Gary Farrell Vineyards & Winery, located in Sonoma County’s Russian River Valley is best known to the average consumer for their two tent-pole Wines; Russian River Valley Cuvee’s of Pinot Noir and Chardonnay. It stands to reason as these represent a large portion of their overall case production. Not to mention these wines are generally available on store shelves across the country. But if you poke your nose under the hood a bit, you’ll find that there’s a lot more on offer at Gary Farrell Winery.
Last week I participated in a Virtual tasting with Winemaker Theresa Heredia and a handful of other writers over Zoom. We took a deep dive into a selection of their Single Vineyard Pinot Noirs. A few things were readily apparent; their goal is to let the particular site speak, and while they are certainly proud to call the Russian River Valley home and showcase it’s bounty of fruit sources, they’re also invigorated to widen the breadth of Gary Farrell offerings by using fruit well outside its bounds, as they deem worthy.
2016 Bien Nacido Vineyard Pinot Noir ($70)
This first wine we tasted is from Santa Maria Valley, the most far flung from Russian River Valley in this lineup. Winemaker Theresa Heredia said she included it both because it’s a personal favorite, and also because she considered it a bit of an outlier. Dark fruit and spice aromas waft with conviction from the glass the moment you pour it. Red cherry flavors, continued spice and wisps of sour black currant are also present. The finish is above average in length.
2016 Fort Ross Vineyard Pinot Noir ($75)
This Fort Ross-Seaview Pinot comes from the vineyard closest to the Pacific Ocean in the Sonoma Coast. Ripe Wild strawberry and bit of gaminess present on the nose. The palate is dotted with a solid core of cranberry. Savory herbs and a long deep, kiss of salinity drive the acid rich finish. In a gathering of Pinot Noir bottles that impressed across the board, this is the one I’d personally reach for most often. The rich acid and vein of salinity knock me out with every sip.
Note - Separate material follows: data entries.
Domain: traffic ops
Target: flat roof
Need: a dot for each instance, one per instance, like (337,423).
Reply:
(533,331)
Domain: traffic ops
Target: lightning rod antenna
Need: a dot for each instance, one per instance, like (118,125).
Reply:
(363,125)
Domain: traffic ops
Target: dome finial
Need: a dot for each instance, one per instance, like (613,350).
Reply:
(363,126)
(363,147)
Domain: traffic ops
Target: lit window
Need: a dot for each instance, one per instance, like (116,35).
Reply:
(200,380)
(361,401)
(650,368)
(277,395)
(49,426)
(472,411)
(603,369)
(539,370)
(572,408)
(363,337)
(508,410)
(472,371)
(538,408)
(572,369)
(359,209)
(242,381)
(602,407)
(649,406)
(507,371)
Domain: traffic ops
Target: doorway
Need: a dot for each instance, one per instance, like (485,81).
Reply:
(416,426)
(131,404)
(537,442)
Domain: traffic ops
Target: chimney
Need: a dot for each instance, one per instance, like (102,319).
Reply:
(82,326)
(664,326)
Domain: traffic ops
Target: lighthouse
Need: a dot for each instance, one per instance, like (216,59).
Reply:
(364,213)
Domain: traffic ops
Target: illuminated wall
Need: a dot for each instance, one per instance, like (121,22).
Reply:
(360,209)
2016 Hallberg Vineyard Pinot Noir ($55)
The first of four wines in the tasting from their home AVA, Russian River Valley. A bowl of ripe red fruit drives the aromatics. The palate is loaded with bright Bing cherry and baking spices. Earth and mineral notes are evident on the long finish. Good structure balances the overall juiciness of this wine which has lots of curb appeal.
2016 Hallberg Vineyard, Dijon Clones Pinot Noir ($60)
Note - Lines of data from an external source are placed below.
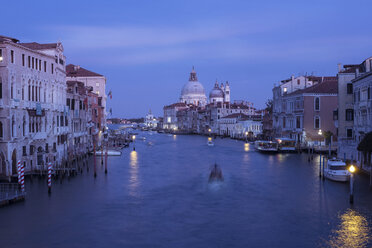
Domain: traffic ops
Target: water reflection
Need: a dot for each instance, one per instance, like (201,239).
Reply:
(246,147)
(352,232)
(133,180)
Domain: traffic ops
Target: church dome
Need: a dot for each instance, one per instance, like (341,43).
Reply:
(193,91)
(216,92)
Also from the Hallberg Vineyard this wine is limited to a selection of Dijon Clones. It leads with a big, complex nose loaded with floral notes. Sour red fruits, spice and tobacco are strewn through the even-keeled palate. A treasure trove of minerals drive the acid-laden finish.
2016 Toboni Vineyard Pinot Noir ($55)
This Russian River Valley Pinot Noir is immensely aromatic with red and black fruit competing for attention. The palate has an elegant muscularity about it with red plum and black raspberry joined by bits of black cherry and a solid core of spices. Earth and black tea are evident on the the lovely finish. As with the other wines there’s a solid vein of acid running through and keeping things proportionate.
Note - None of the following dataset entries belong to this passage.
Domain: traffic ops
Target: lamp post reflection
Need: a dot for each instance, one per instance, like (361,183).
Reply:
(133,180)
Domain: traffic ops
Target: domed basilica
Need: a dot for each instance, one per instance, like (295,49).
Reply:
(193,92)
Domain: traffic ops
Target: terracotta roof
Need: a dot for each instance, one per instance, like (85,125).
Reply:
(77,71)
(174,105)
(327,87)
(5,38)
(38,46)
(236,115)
2016 Martaella Vineyard Pinot Noir ($65)
The fourth Russian River Valley wine in this group shows off savory aromatics such as bay and thyme alongside violet. Blueberries, blackberries, bit of leather and copious spices are all present. This is a rich wine whose mouthfeel and texture really set it apart. This wine benefited from some air and had really opened up by the second day to express its charms more willingly.
2016 Gap’s Crown Vineyard Pinot Noir ($80)
Like the last wine, this offering from the Petaluma Gap really benefits from some air. It was tasty on day one, but a bit reticent. On day two it was fully unleashed and ready to party. Everything here is deep, and dark, from the fruit to an undertone of savory herbs and earth. The finish is long, persistent and impressive. The recommendation here is to decant it for at least two hours.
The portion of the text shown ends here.